I don’t think that Barack Obama’s program will succeed any more for the country than it did for the countries of any of the aforementioned revolutionaries and heads of state. But from a left-wing standpoint, the frustration with Barack Obama is justifiable. Obama could have called the Republican’s bluff in a big way during the debt ceiling debate; he did not. He could have decided to let the Bush tax cuts expire in 2010 and gotten away with it; he didn’t do that either. Instead he’s reduced to a whiny blame game where his own failures—from his standpoint, not necessarily the country’s—are the fault of others. It’s bad enough when you’re a failure from your opponents’ view, but when you become one from your own, you’re really in trouble.
At this point the country has the worst of both worlds. The left cannot get their nirvana of “social justice” with the level of patronage for their clients and the bureaucrats they desire. The right cannot get the victory either; they’re stuck in a country where too many people are of the same style of mind as the President. So we have deterioration and failure on every side.

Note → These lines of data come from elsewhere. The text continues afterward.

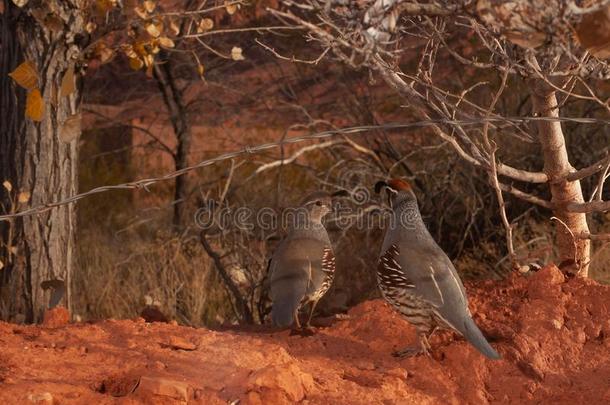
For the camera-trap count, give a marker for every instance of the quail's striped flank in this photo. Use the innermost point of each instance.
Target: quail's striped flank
(418, 280)
(302, 268)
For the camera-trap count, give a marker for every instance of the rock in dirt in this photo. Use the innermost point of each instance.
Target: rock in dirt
(118, 385)
(56, 317)
(277, 381)
(178, 343)
(45, 398)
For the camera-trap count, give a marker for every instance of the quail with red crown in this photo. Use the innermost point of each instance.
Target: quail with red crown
(417, 278)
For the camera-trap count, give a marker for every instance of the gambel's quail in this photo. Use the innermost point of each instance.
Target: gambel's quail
(302, 267)
(417, 278)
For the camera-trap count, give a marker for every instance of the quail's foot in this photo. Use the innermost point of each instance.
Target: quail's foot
(304, 331)
(411, 351)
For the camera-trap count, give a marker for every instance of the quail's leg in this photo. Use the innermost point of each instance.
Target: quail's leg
(313, 307)
(296, 318)
(423, 346)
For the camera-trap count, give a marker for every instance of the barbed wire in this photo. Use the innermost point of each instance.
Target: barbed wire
(249, 150)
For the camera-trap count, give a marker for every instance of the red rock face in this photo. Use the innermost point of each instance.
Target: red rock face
(553, 335)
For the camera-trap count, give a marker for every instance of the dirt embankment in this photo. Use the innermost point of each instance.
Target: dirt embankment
(554, 337)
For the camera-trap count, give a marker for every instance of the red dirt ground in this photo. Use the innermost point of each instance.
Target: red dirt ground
(554, 337)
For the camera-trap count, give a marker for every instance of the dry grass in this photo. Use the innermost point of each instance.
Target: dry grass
(116, 277)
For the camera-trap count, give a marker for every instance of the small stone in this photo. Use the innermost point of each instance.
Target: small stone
(164, 387)
(178, 343)
(42, 398)
(56, 317)
(158, 365)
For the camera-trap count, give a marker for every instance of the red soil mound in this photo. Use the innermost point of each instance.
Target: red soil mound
(554, 337)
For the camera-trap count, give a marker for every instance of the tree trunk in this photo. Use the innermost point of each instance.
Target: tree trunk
(574, 253)
(36, 160)
(174, 102)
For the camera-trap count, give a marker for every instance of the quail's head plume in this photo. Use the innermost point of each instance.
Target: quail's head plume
(417, 278)
(302, 267)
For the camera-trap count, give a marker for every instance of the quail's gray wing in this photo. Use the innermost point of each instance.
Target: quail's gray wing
(434, 276)
(296, 271)
(437, 282)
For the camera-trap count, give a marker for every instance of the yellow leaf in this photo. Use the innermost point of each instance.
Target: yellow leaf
(25, 75)
(136, 63)
(20, 3)
(149, 5)
(231, 8)
(166, 42)
(141, 12)
(205, 24)
(104, 6)
(70, 129)
(236, 53)
(67, 83)
(174, 27)
(149, 60)
(154, 30)
(34, 105)
(90, 27)
(104, 53)
(54, 23)
(23, 197)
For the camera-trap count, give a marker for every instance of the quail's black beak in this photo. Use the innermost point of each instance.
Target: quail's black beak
(379, 186)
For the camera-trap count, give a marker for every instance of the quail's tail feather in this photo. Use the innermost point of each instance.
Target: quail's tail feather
(475, 337)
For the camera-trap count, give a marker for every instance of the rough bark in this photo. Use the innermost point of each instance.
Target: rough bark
(36, 160)
(173, 99)
(573, 252)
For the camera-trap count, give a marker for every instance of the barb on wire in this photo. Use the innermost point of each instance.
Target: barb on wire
(248, 150)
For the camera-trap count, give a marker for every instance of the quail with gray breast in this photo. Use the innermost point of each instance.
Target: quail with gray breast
(417, 278)
(302, 267)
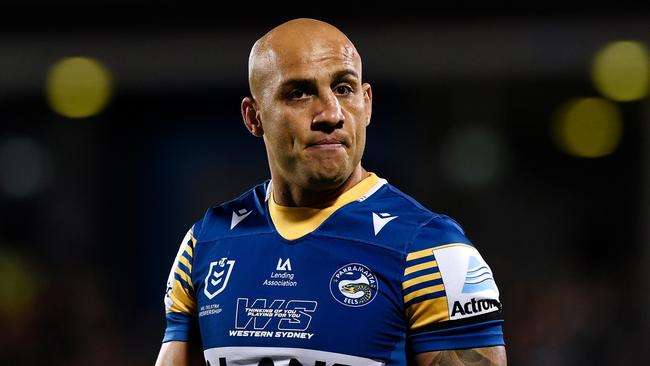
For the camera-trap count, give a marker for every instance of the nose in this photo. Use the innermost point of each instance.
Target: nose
(328, 114)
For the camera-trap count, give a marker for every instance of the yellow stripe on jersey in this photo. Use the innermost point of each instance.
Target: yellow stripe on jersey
(187, 264)
(180, 297)
(419, 254)
(429, 251)
(418, 280)
(423, 291)
(184, 276)
(181, 300)
(427, 312)
(419, 267)
(295, 222)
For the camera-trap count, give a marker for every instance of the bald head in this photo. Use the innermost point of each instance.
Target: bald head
(293, 44)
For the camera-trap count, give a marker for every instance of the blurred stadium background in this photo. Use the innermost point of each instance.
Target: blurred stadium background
(121, 125)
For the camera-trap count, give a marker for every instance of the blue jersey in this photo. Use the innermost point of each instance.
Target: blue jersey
(380, 279)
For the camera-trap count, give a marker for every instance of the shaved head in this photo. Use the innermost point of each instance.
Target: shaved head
(308, 103)
(290, 42)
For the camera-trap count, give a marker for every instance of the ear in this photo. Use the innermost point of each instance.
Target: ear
(367, 99)
(251, 116)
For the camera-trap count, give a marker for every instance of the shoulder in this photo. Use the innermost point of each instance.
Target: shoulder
(244, 215)
(391, 218)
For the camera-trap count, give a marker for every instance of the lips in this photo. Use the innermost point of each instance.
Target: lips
(327, 142)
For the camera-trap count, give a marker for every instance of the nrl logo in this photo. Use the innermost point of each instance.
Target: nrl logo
(218, 276)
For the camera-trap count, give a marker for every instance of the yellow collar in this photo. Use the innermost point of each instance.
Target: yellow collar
(295, 222)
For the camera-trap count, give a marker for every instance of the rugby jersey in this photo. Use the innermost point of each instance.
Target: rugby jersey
(367, 280)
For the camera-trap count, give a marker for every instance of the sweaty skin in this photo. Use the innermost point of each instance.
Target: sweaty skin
(311, 108)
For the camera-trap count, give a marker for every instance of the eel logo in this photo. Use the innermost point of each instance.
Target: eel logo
(218, 276)
(353, 285)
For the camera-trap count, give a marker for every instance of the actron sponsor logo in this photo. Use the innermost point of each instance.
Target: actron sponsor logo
(475, 306)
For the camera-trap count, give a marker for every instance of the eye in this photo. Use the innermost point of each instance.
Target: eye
(297, 94)
(343, 89)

But my original life lesson from negotiations long ago remains: if you believe that everything in life that goes wrong is someone else’s fault, you’re a failure, even if it really is someone else’s fault. In that respect Barack Obama is a failure. The only thing he is accomplishing is to be the American equivalent of the Roman Emperor Honorius, who presided over the first sack of Rome and the loss of Britain. He had a very long reign, and Barack Obama has a better than even chance of getting his second term. Personally, however, I wouldn’t want to be remembered in that way. Contrary to usual American thinking, the history of this country will be written after it is gone and people will only care about its—and his—success or failure.